Operation 306: Sequentially schedule, to the resource node based on the priorities of all the implementation units in the target implementation set, the implementation units that need to be deployed for the plurality of to-be-scheduled jobs.

A higher priority of the implementation unit indicates that the implementation unit is more important. After the priorities of all the implementation units in the target implementation set are obtained, the implementation units that need to be deployed for the plurality of to-be-scheduled jobs are sequentially scheduled to the resource node in descending order of the priorities, to implement the corresponding jobs.

Operation 307: When the implementation units of the plurality of to-be-scheduled jobs need to be released, sequentially release the implementation units in descending order of the priorities of all the implementation units in the target implementation set.

A higher priority of the implementation unit indicates that the implementation unit is more important. When a part or all of the implementation units of the plurality of to-be-scheduled jobs need to be released, the implementation units may be sequentially released in descending order of the priorities of all the implementation units in the target implementation set, that is, an implementation unit with a low priority is first released, and then an implementation unit with a high priority is released, to ensure that a more important implementation unit is released later.

FIG. 15 shows a result of scheduling the service a and the service b shown in FIG. 5 by using the job scheduling method provided in embodiments of this application.

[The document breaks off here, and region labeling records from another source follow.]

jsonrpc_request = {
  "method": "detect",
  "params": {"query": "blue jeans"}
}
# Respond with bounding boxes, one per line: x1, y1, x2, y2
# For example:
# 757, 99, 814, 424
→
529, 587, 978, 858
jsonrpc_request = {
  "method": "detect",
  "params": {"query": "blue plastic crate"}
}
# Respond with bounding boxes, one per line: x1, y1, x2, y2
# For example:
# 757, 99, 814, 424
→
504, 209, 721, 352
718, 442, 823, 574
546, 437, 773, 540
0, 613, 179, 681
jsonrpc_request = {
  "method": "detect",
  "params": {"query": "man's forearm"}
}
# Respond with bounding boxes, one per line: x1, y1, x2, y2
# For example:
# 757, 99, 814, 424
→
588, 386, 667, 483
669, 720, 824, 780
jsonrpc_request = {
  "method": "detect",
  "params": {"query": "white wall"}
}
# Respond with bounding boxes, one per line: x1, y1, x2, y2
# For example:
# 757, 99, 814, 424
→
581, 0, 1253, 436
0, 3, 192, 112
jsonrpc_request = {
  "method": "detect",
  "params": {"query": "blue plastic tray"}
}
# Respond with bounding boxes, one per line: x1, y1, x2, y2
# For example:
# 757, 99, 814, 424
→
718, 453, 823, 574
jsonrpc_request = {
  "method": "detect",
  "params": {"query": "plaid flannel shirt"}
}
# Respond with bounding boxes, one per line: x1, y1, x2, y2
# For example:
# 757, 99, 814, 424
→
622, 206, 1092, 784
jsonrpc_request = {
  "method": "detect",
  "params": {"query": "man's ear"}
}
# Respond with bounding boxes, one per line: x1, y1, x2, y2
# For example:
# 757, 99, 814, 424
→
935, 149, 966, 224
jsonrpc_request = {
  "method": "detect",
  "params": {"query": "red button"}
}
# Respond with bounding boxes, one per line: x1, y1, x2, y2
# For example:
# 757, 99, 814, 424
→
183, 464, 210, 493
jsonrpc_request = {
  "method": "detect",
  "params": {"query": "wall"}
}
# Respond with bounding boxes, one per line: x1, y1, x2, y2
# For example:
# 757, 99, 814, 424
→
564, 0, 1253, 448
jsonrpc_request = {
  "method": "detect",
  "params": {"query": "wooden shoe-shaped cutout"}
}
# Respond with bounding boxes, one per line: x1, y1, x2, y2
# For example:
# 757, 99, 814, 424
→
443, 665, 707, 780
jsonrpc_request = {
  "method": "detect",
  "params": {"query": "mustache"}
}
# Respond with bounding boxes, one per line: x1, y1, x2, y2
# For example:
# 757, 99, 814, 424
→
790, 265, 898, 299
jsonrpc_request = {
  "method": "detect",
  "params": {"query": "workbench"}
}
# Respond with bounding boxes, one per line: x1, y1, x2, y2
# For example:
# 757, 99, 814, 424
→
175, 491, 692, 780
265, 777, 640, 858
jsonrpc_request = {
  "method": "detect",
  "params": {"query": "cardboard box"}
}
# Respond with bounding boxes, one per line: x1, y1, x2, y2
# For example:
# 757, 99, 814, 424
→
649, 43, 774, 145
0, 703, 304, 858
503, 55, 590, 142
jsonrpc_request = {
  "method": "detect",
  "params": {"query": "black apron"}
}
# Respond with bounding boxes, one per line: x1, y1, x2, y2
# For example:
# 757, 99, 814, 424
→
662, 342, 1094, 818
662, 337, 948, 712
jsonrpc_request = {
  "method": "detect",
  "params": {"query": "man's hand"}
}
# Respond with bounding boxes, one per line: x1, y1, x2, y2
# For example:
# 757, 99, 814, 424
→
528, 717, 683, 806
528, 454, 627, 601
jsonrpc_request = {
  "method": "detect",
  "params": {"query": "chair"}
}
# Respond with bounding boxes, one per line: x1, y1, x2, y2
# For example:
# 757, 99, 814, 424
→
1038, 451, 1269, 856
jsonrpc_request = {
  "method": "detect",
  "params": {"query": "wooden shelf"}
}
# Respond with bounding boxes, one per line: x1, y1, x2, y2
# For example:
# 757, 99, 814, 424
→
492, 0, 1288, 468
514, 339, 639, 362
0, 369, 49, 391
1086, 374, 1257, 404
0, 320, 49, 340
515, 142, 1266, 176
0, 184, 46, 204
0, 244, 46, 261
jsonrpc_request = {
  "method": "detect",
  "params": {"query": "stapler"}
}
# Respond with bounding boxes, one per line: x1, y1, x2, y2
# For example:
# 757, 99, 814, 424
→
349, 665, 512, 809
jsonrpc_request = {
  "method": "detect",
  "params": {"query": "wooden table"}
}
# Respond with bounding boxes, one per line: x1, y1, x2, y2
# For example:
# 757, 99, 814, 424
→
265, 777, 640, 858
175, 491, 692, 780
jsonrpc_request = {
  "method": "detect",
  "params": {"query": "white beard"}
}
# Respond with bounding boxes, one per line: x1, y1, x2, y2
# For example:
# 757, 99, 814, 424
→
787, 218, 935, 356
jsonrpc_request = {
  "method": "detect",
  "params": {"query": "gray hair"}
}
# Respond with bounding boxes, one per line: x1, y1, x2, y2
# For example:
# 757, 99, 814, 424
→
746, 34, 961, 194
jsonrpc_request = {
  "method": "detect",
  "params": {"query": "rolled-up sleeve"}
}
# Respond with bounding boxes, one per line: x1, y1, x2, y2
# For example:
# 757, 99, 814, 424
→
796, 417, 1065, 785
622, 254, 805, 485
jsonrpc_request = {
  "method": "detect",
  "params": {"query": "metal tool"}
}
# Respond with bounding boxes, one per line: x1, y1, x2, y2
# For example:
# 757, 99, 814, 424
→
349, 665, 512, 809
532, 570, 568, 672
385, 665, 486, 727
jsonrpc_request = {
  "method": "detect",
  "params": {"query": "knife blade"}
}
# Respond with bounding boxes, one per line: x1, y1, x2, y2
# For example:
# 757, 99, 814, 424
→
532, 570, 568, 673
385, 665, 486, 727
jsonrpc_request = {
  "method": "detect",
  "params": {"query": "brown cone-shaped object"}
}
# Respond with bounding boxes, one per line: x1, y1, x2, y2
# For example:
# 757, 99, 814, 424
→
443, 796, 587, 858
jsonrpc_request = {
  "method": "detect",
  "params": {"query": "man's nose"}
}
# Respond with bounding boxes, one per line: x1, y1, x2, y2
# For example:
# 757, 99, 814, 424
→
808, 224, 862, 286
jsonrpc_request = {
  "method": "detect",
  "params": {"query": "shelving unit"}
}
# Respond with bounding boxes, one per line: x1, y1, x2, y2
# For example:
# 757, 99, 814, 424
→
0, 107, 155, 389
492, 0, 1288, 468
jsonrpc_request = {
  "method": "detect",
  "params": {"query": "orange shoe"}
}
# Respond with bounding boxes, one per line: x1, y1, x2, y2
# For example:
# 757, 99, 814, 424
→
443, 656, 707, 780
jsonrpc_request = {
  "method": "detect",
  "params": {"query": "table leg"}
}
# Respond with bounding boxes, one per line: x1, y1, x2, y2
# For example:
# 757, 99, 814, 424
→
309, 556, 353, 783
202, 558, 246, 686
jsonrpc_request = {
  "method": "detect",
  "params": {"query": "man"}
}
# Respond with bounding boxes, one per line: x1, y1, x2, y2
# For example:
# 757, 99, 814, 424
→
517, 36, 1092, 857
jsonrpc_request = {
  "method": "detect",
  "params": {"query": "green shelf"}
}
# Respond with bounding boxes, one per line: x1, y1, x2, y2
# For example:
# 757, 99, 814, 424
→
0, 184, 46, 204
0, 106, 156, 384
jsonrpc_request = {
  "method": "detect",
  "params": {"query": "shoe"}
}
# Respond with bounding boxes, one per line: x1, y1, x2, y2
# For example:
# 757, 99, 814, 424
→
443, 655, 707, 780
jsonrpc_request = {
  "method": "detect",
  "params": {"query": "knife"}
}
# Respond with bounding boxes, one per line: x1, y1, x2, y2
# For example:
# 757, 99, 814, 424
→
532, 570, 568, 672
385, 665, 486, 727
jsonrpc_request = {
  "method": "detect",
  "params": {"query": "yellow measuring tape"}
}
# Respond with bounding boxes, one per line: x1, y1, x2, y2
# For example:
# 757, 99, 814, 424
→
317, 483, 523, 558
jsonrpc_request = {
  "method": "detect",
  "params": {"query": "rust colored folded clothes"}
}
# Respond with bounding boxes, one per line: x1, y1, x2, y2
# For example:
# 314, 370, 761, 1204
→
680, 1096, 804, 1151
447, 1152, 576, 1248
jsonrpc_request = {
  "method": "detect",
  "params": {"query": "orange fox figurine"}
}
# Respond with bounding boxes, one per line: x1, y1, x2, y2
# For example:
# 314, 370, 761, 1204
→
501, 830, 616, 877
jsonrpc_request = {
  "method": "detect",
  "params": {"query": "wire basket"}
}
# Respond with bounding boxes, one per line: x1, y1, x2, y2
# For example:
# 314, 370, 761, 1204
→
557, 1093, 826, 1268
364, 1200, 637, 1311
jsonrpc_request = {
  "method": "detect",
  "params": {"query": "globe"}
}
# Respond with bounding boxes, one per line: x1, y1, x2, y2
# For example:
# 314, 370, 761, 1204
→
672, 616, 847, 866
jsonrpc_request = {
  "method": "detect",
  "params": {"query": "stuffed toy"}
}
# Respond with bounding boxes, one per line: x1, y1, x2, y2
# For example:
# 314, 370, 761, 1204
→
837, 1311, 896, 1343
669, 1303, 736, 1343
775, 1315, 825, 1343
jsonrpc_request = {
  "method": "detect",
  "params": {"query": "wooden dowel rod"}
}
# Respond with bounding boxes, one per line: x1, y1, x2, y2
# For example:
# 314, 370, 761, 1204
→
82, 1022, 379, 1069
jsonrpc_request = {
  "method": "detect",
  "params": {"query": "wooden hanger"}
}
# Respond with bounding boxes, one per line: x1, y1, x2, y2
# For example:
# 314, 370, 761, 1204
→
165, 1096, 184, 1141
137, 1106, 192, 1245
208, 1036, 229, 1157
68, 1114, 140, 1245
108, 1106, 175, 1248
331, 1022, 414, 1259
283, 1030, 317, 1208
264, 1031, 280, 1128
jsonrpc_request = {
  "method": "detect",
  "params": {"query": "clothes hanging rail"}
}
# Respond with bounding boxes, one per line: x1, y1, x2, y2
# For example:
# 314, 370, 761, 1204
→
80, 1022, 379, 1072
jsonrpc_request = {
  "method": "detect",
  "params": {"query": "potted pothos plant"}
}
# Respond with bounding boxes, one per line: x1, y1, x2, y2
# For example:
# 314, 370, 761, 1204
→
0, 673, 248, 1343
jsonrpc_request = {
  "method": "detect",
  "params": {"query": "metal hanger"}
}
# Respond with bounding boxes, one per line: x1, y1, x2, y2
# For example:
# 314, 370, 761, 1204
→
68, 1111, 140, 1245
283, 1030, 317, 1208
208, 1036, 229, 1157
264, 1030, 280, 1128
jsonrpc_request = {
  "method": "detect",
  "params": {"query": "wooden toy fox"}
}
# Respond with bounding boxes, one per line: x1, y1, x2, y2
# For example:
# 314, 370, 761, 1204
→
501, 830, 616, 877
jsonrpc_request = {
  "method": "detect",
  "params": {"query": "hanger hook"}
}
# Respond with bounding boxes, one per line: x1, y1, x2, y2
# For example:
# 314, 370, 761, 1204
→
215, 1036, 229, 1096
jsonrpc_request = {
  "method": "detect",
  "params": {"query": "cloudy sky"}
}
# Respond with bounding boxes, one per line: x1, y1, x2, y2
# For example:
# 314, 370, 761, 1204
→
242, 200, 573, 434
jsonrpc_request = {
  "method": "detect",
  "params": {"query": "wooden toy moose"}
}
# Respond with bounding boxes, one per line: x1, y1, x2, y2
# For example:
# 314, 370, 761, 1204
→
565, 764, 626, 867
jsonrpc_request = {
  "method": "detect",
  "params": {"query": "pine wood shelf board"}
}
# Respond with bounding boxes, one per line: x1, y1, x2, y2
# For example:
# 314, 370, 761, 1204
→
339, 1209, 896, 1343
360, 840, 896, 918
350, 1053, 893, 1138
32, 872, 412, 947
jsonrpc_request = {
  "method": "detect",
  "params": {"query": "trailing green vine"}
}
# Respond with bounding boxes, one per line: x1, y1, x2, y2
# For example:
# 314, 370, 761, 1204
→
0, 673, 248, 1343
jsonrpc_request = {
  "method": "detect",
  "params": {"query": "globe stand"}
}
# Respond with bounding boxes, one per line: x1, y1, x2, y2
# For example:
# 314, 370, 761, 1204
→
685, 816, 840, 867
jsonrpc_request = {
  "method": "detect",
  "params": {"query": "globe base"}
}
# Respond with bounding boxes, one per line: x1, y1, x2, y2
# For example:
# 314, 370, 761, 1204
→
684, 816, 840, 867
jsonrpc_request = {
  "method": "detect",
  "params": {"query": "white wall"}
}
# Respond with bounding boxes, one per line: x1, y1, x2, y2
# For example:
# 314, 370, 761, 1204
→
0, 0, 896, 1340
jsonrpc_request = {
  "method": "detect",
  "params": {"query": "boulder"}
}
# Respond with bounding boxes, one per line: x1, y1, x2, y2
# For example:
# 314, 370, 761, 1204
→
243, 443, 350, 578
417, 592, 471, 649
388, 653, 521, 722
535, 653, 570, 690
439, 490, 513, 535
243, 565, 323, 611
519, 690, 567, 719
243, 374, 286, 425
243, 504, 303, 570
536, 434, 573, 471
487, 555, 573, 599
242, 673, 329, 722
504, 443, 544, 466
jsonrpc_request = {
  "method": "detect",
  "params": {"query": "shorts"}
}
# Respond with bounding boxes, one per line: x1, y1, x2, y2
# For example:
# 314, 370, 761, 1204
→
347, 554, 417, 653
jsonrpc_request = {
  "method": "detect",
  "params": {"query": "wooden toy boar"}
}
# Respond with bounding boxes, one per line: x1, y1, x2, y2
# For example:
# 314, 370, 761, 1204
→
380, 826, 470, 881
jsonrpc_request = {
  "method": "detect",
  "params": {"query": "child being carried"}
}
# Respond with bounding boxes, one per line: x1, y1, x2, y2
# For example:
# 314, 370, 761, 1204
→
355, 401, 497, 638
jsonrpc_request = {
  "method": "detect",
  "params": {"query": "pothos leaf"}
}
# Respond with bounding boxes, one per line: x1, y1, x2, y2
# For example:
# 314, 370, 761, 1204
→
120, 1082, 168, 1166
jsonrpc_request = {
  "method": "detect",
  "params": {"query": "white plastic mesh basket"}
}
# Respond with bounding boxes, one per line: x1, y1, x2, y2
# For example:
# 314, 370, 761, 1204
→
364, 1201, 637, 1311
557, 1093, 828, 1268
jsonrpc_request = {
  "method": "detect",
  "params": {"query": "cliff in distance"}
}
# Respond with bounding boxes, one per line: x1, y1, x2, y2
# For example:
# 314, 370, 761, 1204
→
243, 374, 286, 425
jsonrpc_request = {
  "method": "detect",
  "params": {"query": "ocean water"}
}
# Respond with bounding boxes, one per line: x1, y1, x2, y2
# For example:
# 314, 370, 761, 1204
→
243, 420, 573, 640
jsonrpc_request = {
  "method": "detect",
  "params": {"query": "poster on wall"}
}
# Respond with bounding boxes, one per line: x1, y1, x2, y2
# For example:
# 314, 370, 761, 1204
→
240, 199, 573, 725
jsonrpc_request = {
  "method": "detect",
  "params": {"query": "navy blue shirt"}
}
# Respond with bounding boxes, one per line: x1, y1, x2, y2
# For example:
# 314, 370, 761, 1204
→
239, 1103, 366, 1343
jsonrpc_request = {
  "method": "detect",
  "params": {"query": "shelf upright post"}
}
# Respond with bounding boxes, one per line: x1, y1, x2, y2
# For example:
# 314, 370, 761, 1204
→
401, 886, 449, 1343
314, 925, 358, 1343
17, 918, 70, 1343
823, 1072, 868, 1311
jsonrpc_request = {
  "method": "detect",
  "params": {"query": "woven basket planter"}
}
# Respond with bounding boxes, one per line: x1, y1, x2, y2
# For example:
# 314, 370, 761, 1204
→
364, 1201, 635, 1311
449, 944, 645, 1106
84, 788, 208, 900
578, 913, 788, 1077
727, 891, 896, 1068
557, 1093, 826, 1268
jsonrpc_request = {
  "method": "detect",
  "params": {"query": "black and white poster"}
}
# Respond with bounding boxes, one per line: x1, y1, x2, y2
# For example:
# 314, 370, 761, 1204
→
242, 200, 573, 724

As shown in FIG. 15, the copies of the service a and the service b are deployed on nine servers. Four servers are deployed based on the implementation combinations shown in FIG. 7, four servers are deployed based on the implementation combinations shown in FIG. 8, and one server is deployed based on the implementation combination shown in FIG. 10. It can be learned that at least a part of implementation combinations used by the deployment result in FIG. 15 includes copies of a plurality of services, and mixed-deployment of the copies of the plurality of services is implemented in one implementation combination. FIG. 16 shows a result of scheduling the service a and the service b shown in FIG. 5 by using a related technology. As shown in FIG. 16, the copies of the service a and the service b are deployed on 10 servers. Four servers are deployed based on the implementation combination shown in FIG. 9, and include only the copies of the service a. Six servers are deployed based on the implementation combination shown in FIG. 10, and include only the copies of the service b. Each implementation combination used by the deployment result in FIG. 16 includes only copies of one service. It can be learned from comparison between FIG. 15 and FIG. 16 that, based on the deployment result in FIG. 15, mixed-deployment of copies of a plurality of services can be implemented on a same server, a total quantity of required servers is smaller, and a resource fragmentation rate is lower, thereby ensuring high resource utilization; and a dispersion degree of copies on the server is large, so that high service availability can be effectively ensured.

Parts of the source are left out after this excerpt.